2. Eligibility for Exemption/Concessional Duty:
The appellants argued that their products should be classified under sub-heading 3003.30, making them eligible for exemption under notifications 75/94-C.E. and 8/94-C.E. However, the Tribunal found that the products do not meet the criteria for classification under Chapter 30 and are therefore not eligible for the concessional duty under these notifications.
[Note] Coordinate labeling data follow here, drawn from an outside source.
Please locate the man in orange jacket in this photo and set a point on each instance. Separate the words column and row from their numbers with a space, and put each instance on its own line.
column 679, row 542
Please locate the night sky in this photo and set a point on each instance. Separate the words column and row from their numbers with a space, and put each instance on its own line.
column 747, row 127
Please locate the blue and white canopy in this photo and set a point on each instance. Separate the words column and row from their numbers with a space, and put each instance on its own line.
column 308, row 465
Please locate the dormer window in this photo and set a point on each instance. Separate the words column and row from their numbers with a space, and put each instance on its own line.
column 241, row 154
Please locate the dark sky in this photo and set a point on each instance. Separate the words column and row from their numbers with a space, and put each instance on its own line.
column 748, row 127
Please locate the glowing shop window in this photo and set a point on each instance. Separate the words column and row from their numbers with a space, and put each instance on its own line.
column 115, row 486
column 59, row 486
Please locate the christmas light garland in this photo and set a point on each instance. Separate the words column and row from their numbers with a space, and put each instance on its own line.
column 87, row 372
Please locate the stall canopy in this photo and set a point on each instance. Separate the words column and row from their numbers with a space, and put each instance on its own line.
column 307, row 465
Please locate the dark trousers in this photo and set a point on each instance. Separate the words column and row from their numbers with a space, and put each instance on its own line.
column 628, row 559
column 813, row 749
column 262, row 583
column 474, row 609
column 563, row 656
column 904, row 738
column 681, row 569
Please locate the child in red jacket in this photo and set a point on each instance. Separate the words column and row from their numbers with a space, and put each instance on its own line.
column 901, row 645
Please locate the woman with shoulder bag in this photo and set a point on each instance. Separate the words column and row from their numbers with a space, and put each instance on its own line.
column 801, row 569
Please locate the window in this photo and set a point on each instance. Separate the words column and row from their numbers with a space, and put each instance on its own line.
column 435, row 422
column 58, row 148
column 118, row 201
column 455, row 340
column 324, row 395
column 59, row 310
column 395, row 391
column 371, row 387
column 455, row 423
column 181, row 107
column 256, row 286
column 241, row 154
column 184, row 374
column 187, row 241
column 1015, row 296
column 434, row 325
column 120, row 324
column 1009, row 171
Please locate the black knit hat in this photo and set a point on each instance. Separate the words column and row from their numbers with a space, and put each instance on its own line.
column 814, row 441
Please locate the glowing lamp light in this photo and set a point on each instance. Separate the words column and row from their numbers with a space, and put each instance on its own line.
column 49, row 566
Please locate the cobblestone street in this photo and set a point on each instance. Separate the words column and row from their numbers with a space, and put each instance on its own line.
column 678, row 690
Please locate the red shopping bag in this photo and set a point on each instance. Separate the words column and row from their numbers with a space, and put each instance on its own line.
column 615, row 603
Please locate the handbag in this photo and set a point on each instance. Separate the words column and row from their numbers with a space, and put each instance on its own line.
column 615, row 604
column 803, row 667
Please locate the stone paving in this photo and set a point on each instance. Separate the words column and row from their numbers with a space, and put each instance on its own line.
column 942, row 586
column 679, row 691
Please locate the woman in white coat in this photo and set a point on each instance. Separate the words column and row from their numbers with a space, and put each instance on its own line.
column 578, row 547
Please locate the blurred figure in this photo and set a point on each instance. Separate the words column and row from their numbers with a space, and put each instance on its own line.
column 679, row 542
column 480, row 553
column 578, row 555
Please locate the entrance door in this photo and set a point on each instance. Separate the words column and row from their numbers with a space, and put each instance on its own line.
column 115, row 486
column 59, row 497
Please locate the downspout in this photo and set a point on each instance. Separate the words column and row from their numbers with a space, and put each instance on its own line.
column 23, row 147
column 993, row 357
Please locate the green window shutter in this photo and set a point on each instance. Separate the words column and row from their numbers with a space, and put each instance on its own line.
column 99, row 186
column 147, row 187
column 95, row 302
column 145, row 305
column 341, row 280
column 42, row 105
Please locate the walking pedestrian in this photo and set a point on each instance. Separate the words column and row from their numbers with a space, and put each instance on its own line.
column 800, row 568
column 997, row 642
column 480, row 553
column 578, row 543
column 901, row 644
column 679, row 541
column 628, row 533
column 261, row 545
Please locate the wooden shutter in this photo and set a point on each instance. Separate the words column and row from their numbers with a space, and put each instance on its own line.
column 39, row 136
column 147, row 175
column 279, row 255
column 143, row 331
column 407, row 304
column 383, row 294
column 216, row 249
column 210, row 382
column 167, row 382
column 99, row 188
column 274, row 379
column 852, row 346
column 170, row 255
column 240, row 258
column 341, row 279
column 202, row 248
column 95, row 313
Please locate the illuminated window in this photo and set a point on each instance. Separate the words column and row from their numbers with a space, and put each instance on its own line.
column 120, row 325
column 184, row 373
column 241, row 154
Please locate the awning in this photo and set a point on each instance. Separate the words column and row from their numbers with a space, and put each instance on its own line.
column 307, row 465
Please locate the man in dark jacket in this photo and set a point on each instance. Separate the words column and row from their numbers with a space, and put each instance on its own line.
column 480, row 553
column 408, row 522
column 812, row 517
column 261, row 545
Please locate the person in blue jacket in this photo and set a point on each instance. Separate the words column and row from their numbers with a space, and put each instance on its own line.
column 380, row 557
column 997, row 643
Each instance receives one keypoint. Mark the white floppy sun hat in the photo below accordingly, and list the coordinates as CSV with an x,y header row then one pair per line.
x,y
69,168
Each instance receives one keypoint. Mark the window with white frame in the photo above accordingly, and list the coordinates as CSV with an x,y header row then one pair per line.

3. Eligibility for Slab-wise Exemption:
The appellants claimed slab-wise exemption under notification 140/83-C.E. The Tribunal rejected this claim because the appellants did not file the required declaration under the notification, failing to satisfy the basic condition for entitlement.

4. Calculation of Duty on Cum-duty Price:
The appellants contended that the duty should be calculated on the cum-duty price. The Tribunal agreed, referencing the decision in Srichakra Tyres, which held that proper abatements should be given when calculating duty based on the price charged. The Tribunal directed the original authority to recalculate the duty, treating the price as a cum-duty price, and to redetermine the penalty accordingly.

Conclusion:
The appeals were allowed by way of remand with the following directives:
(a) The impugned goods are classifiable under Chapter 33 of CETA, 1985, and are not eligible for concessional duty under notifications 8/94 and 75/94.
(b) Exemption under notification 140/83 is not available.
(c) Duty should be recalculated considering the price charged as cum-duty price. The original authority is to redetermine the duty and penalty after providing a reasonable opportunity for the appellants to be heard.